The rule, to take effect in June unless Congress intervenes, will bar schools from billing Medicaid for busing special education students to and from school and for certain administrative expenses, including enrolling children in Medicaid and coordinating and scheduling services.
Administration officials said schools, required under federal law to provide education to children with special needs, should pick up the bill for expenses that are part of their “educational mission.” But educators said it would further strain schools in a time of lean budgets, hitting big city and poor rural systems hardest.

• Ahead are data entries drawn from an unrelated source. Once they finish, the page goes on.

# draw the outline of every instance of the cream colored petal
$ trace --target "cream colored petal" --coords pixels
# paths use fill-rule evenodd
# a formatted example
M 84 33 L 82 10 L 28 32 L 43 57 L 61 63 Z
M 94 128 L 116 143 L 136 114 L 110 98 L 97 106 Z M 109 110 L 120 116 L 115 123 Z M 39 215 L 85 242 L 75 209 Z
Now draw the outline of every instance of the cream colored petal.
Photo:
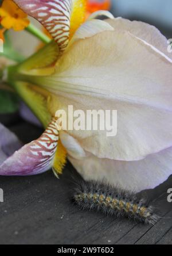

… Dennis G. Smith, director of the federal Center for Medicaid and State Operations, said the change will help reign in a system in which federal auditors have found improper billing in some states. “This is not about medically necessary services,” Smith said. “We will continue to pay for those types of services. Medicaid was being used simply to leverage revenues for activities that had very little to do with serving children on Medicaid. Schools already have responsibility to transport all children, not just Medicaid children, to school. That should not be billed to Medicaid.”
Health advocates and Democratic lawmakers criticized the change as a rash shift that ultimately could result in fewer needy children connecting with health services.